You’ll also need to name a trustee to manage your property and finances according to your wishes. This includes arranging money transfers to help the guardians with expenses; what’s left can go to the children themselves only after they turn 18. Butler suggests not naming the same person as guardian and trustee; choose a different friend or family member who has some financial savvy and a strong backbone.
Do it now Ask friends or family to suggest an estate lawyer and book an appointment. If you already have a will, review it to make sure that it still reflects your current situation.
Saving for education
If you think diapers and toys are expensive, wait until you see the bill for tuition and textbooks. “If your child goes away to university, room and board and tuition can be $20,000 a year,” says Certified Financial Planner Andrew Stevenson, president of Stevenson Financial in Halifax. A recent survey by TD Canada Trust found that 87 percent of parents plan to pay for all or part of the costs of their children’s post-secondary education, yet just 26 percent had started saving toward it.
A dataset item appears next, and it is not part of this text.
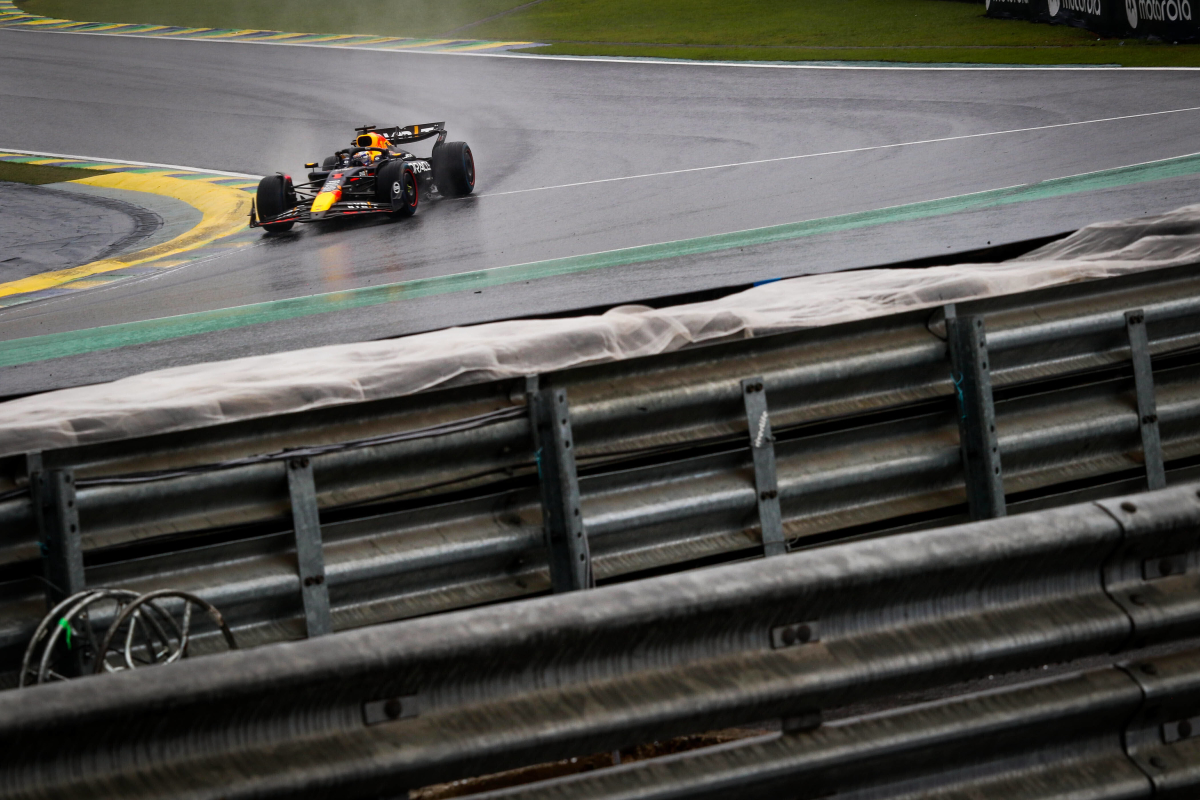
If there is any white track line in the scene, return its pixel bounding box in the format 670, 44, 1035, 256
0, 148, 262, 181
0, 26, 1200, 72
475, 106, 1200, 198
No matter how much or how little you can set aside right now, your money will grow fastest inside a self-directed Registered Education Savings Plan (RESP), which you can set up at your bank or through an investment adviser. The biggest benefit is the government’s Canada Education Savings Grant, which tops up your contributions by 20 percent. (There are annual and lifetime maximums; visit canlearn.ca for details.)
The earlier you start, of course, the easier it is to save, and the less you need to save each month to meet your goals. But even if you wait until your child is 10 or 11, you could still get all the available grant money. Don’t leave it much later than that: Once your child reaches 15, she’s not eligible for the grant unless you’ve already been contributing to an RESP in previous years. As well, children cannot receive grant money past age 17.
Do it now Talk to your bank or financial adviser about opening an RESP and start contributing, even if it’s just $25 a month. Make sure your child has a Social Insurance Number, which you’ll need to claim the grant.